Combinational Design
Move from a logic requirement to a truth table, a simplified expression and a VHDL implementation.
What combinational logic does
A combinational circuit produces an output that depends only on its current inputs. It stores no state. When inputs change, signals propagate through gates, then the output stabilizes after a finite delay.
Classic examples:
- multiplexer;
- decoder;
- comparator;
- adder;
- flag computation;
- bus selection logic.
The design method is the same for a small circuit and for a more realistic VHDL block.
Design method
- Define the inputs and outputs precisely.
- Write the truth table or the useful cases.
- Derive a logic expression.
- Simplify if it clarifies the circuit.
- Write the VHDL.
- Simulate the important cases.
On an FPGA, the synthesizer already simplifies many expressions. Manual simplification is mostly useful for understanding, documentation and avoiding ambiguous cases.

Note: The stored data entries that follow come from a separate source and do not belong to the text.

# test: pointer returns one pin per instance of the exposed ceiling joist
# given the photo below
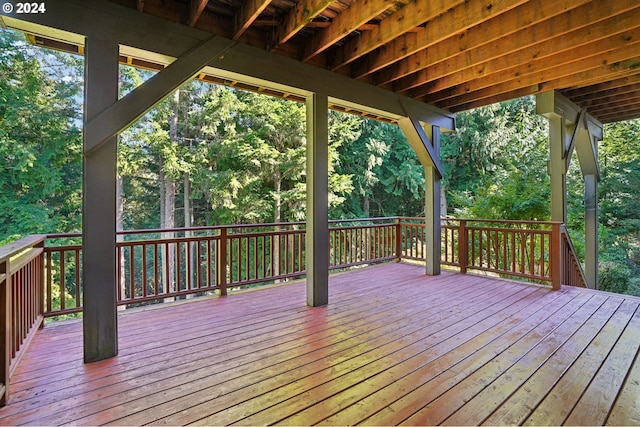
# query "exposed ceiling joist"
(578, 33)
(358, 14)
(455, 54)
(395, 25)
(248, 13)
(296, 19)
(196, 7)
(450, 41)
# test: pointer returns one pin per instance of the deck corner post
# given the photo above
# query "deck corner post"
(317, 233)
(463, 246)
(591, 230)
(222, 262)
(556, 258)
(433, 225)
(5, 330)
(99, 277)
(398, 231)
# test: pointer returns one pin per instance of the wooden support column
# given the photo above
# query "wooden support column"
(591, 230)
(317, 250)
(557, 169)
(571, 128)
(99, 207)
(433, 231)
(427, 148)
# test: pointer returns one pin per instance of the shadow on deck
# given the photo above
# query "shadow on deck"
(393, 347)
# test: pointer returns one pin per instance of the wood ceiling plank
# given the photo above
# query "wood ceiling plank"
(358, 14)
(568, 30)
(602, 89)
(196, 7)
(632, 90)
(569, 75)
(543, 70)
(612, 103)
(424, 53)
(449, 25)
(568, 47)
(398, 23)
(298, 17)
(619, 116)
(248, 13)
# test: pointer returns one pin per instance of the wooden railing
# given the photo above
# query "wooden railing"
(21, 302)
(157, 265)
(573, 272)
(38, 280)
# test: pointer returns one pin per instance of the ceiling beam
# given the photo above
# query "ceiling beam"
(157, 40)
(563, 32)
(539, 72)
(359, 13)
(615, 99)
(196, 7)
(618, 116)
(248, 13)
(303, 13)
(424, 53)
(395, 25)
(570, 47)
(120, 115)
(601, 88)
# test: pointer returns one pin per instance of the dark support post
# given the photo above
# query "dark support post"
(556, 256)
(398, 242)
(5, 330)
(221, 265)
(591, 230)
(317, 201)
(99, 207)
(432, 210)
(557, 169)
(463, 246)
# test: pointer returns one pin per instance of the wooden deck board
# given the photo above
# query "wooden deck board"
(393, 347)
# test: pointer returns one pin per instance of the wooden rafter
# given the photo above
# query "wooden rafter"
(196, 7)
(547, 81)
(567, 47)
(538, 72)
(601, 89)
(566, 31)
(457, 54)
(457, 32)
(297, 18)
(248, 13)
(395, 25)
(347, 22)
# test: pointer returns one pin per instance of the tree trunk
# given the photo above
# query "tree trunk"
(188, 222)
(168, 213)
(277, 217)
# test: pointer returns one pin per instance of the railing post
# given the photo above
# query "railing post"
(5, 331)
(463, 246)
(398, 240)
(41, 282)
(555, 256)
(222, 262)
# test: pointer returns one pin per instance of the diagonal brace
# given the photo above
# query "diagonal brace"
(124, 112)
(420, 143)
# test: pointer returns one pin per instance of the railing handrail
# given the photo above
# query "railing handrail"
(14, 248)
(566, 239)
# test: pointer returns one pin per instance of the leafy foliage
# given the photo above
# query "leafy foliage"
(40, 144)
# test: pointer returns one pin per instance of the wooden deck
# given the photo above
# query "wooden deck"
(393, 347)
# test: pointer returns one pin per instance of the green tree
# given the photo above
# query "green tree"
(40, 143)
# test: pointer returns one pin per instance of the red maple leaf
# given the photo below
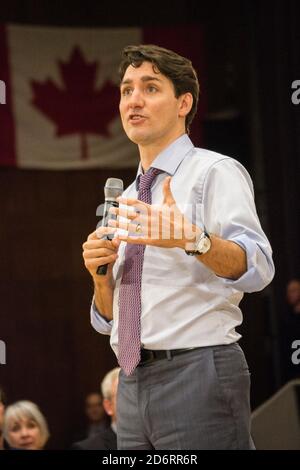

Example: majority detector
The output Y must be 1 if at least two inputs among A, B, C are 1.
| A | B | C | Y |
|---|---|---|---|
| 0 | 0 | 0 | 0 |
| 0 | 0 | 1 | 0 |
| 0 | 1 | 0 | 0 |
| 0 | 1 | 1 | 1 |
| 1 | 0 | 0 | 0 |
| 1 | 0 | 1 | 1 |
| 1 | 1 | 0 | 1 |
| 1 | 1 | 1 | 1 |
Sum-of-products expression:
Y = A·B + A·C + B·CVHDL implementation:
o_y <= (i_a AND i_b) OR
(i_a AND i_c) OR
(i_b AND i_c);This expression maps to three simple conditions: each input pair can activate the output.
Multiplexer
A multiplexer selects one input among several. For a 2-to-1 MUX:
| SEL | Y |
|---|---|
| 0 | A |
| 1 | B |
Expression:
Y = (NOT SEL AND A) OR (SEL AND B)Readable VHDL:
o_y <= i_b when i_sel = '1' else i_a;Conditional style is usually clearer than a gate expression when the intent is selection.
Decoder
A decoder activates one output according to an input value. Example: decode two bits into four lines.
with i_sel select
o_y <= "0001" when "00",
"0010" when "01",
"0100" when "10",
"1000" when others;This block is common for selecting a register, generating enables or building a simple interface.
Don't-care conditions
Some input combinations may never occur. These are often called don't cares. They can help simplify a function, but they must be used carefully.
Example: a valid BCD digit goes from 0000 to 1001. Values 1010 to 1111 may be considered invalid if the circuit guarantees they never occur.
Good practice:
- use don't cares for reasoning;
- write defined VHDL behavior for every value;
- verify invalid values in simulation.
with i_bcd select
o_valid <= '1' when "0000" | "0001" | "0010" | "0011" | "0100" |
"0101" | "0110" | "0111" | "1000" | "1001",
'0' when others;Watch for unintended latches
In a combinational process, each output must receive a value on every path. Otherwise, the synthesizer may infer unwanted memory.
process(all)
begin
o_y <= '0';
if i_enable = '1' then
o_y <= i_a AND i_b;
end if;
end process;The default value makes the behavior complete and avoids an implicit dependency on the previous value of o_y.
Key points
- A truth table turns a logic requirement into verifiable cases.
- A gate expression should be readable, not only minimal.
- Multiplexers, decoders and comparators are common combinational building blocks.
- In combinational VHDL, covering every case avoids unintended memory.